Perception is a fundamental function because it allows organisms to be in contact with the environment and adjust to environmental conditions. Humans also possess higher intellectual functions, which allow for elaborate handling of perceptually obtained information. The thesis concerns a distinction between an inferential ("cognitive") mode and a (direct-)perceptual mode of apprehension, and a notion of perceptual skill acquisition as a transition from the inferential to the perceptual mode. The mode distinction and the mode-transition model was formulated by Runeson, Juslin, and Olsson (2000) within the ecological direct-perception framework (Gibson, 1966, 1979).
The modes of apprehension were investigated in an experimental paradigm that concerned visual perception of the relative mass of two colliding objects. The relative mass is specified by an optical variable in the collision movement pattern, which observers may pick up while functioning in the perceptual mode. However, novices often rely on other, nonspecifying, optical variables that may constitute cues that are used in the inferential mode (Runeson et al., 2000).
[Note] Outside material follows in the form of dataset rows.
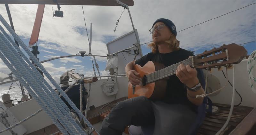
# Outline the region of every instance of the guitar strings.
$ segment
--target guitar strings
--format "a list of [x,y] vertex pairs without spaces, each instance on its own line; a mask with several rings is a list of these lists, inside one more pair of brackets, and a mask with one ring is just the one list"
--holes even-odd
[[[161,79],[163,78],[165,78],[168,76],[170,76],[171,75],[172,75],[173,74],[174,74],[174,71],[176,70],[177,69],[177,67],[178,67],[178,64],[180,64],[181,63],[183,63],[184,64],[185,62],[186,62],[186,65],[190,65],[191,64],[192,64],[192,59],[189,58],[183,61],[181,61],[181,62],[179,62],[175,64],[173,64],[172,65],[172,70],[170,70],[170,69],[172,69],[171,68],[170,68],[169,69],[168,69],[168,68],[172,68],[172,65],[171,65],[167,67],[164,68],[162,69],[161,69],[160,70],[158,70],[157,71],[156,71],[155,72],[148,74],[148,75],[146,75],[146,76],[144,76],[143,77],[143,79],[145,79],[145,78],[146,77],[147,78],[147,81],[146,82],[146,84],[148,84],[148,83],[150,83],[154,81],[155,81],[156,80]],[[174,65],[176,65],[176,67],[175,68],[174,68]],[[166,71],[165,70],[166,70]],[[163,71],[163,70],[164,71]],[[165,75],[164,76],[162,76],[160,77],[157,77],[156,78],[155,78],[157,76],[158,76],[159,75],[160,75],[161,74],[165,74],[165,72],[171,72],[170,74],[168,74],[167,75]],[[153,79],[151,79],[153,78]]]
[[[148,79],[148,79],[148,81],[147,81],[147,82],[148,82],[149,81],[152,81],[152,80],[155,80],[156,79],[162,79],[161,78],[164,78],[166,77],[167,77],[167,76],[169,76],[170,75],[172,75],[172,74],[173,74],[173,72],[174,72],[174,70],[176,70],[177,69],[177,67],[176,67],[176,68],[175,68],[175,69],[174,68],[174,65],[176,64],[176,67],[177,67],[177,64],[179,64],[179,63],[182,63],[182,62],[183,62],[183,61],[185,61],[186,60],[185,60],[184,61],[182,61],[181,62],[179,62],[179,63],[177,63],[176,64],[174,64],[172,65],[172,67],[173,67],[172,69],[171,70],[170,70],[170,69],[168,69],[167,68],[168,67],[170,67],[171,68],[172,65],[169,66],[168,67],[167,67],[166,68],[163,68],[163,69],[161,69],[160,70],[156,71],[156,72],[154,72],[154,73],[151,73],[149,74],[148,75],[146,75],[146,76],[148,76],[147,77],[147,77],[147,78],[148,78]],[[190,59],[189,59],[189,60],[188,60],[188,61],[187,61],[187,62],[186,62],[187,65],[190,65],[190,64],[191,64],[191,60]],[[166,69],[166,71],[167,72],[171,72],[171,74],[171,74],[170,75],[164,75],[164,76],[163,76],[162,77],[160,77],[160,78],[159,77],[158,77],[157,78],[154,79],[150,79],[150,78],[152,78],[152,77],[153,77],[153,78],[155,78],[156,76],[158,76],[158,75],[159,75],[160,74],[163,74],[163,73],[164,74],[165,74],[165,73],[164,73],[165,72],[165,71],[164,71],[163,72],[163,70],[165,70],[165,69]],[[163,73],[163,72],[164,72],[164,73]],[[148,79],[147,79],[147,80],[148,80]]]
Four tentative mode indicators were employed: participants' realism of confidence, introspective mode reports, amplitudes of brain event-related potentials, and response times. Generally, the results did not support the mode-transition model of skill acquisition. Furthermore, results suggested that reliance both on the specifying and nonspecifying variables might have occurred either in the inferential or in the perceptual mode. However, the mode indicators may not have captured mode as intended. For instance, the discriminability of used optical variables, and not the mode of apprehension, may have affected both amplitudes of event-related potentials and mode reports.
It is argued that the mode-transition model and the distinction between two modes of apprehension should be further investigated employing other methodologies, and, furthermore, that the mode distinction has a place within an ecological framework.